I'll drop in because I'm sort of dissatisfied with my Thinkpad E585 and don't need to start another similar thread. The performance is sufficient (On 8G of RAM and an aftermarket SSD, should break a $20 note and go for 16), but the screen's dim and unpleasant, the battery life is less than stellar, and the build and servicability is hardly the same as the X230 Tablet it replaced.

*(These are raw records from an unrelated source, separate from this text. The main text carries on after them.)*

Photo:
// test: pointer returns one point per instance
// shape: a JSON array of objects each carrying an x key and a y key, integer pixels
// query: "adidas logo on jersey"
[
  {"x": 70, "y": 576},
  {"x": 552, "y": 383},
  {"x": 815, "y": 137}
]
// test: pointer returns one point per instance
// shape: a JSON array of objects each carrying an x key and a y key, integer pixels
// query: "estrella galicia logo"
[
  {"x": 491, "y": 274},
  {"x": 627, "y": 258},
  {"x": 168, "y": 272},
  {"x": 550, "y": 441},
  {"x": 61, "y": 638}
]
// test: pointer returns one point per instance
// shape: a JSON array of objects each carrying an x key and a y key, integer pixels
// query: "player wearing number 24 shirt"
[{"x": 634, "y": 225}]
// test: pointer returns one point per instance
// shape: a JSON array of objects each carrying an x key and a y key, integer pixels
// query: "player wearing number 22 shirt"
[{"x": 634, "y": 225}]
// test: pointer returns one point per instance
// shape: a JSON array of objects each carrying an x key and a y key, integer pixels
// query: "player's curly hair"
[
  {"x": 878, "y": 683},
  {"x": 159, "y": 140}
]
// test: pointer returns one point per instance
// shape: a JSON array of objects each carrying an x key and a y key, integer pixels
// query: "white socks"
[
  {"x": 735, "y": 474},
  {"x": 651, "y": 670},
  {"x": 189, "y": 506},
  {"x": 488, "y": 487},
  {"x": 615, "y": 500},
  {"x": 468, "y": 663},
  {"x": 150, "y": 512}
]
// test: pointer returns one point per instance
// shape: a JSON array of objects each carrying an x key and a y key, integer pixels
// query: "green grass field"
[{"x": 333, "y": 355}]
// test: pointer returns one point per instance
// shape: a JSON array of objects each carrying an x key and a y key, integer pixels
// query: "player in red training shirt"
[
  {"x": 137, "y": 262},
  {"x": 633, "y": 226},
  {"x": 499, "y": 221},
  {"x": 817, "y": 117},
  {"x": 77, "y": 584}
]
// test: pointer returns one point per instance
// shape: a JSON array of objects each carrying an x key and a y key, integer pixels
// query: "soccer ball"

But I love eraser pointers. Work assigned me a Dell with a 7th gen Core i5 a few years ago, and their eraser was far worse (I think the drivers, particularly using middle button for scroll, were the likely source of the suckage, but I was docking it to external pointing devices anyway). Is there anything else out there worth investigating? I thought some HP ProBook or Elitebook models have one, but I'm not sure if it's actually a decent execution. Probably doesn't help that I tend to be very Ryzen-oriented (too many AMD shares I bought too cheap to be not obsessed) and so this was among the very first Ryzen Thinkpads.
Maybe I just need to get a refurbished/newer "better line" Thinkpad rather than the "barely qualifies as a Thinkpad" E-series.
I’d look at ryzen 7840U laptops, which should have similar gaming performance to the ROG Ally without paying a lot extra for a graphics card that may push you out of budget
If you want reliability, buy a business/enterprise line laptop, not a consumer one. For example Dell Latitude. However it might exceed your budget if you want a business laptop with a gaming GPU.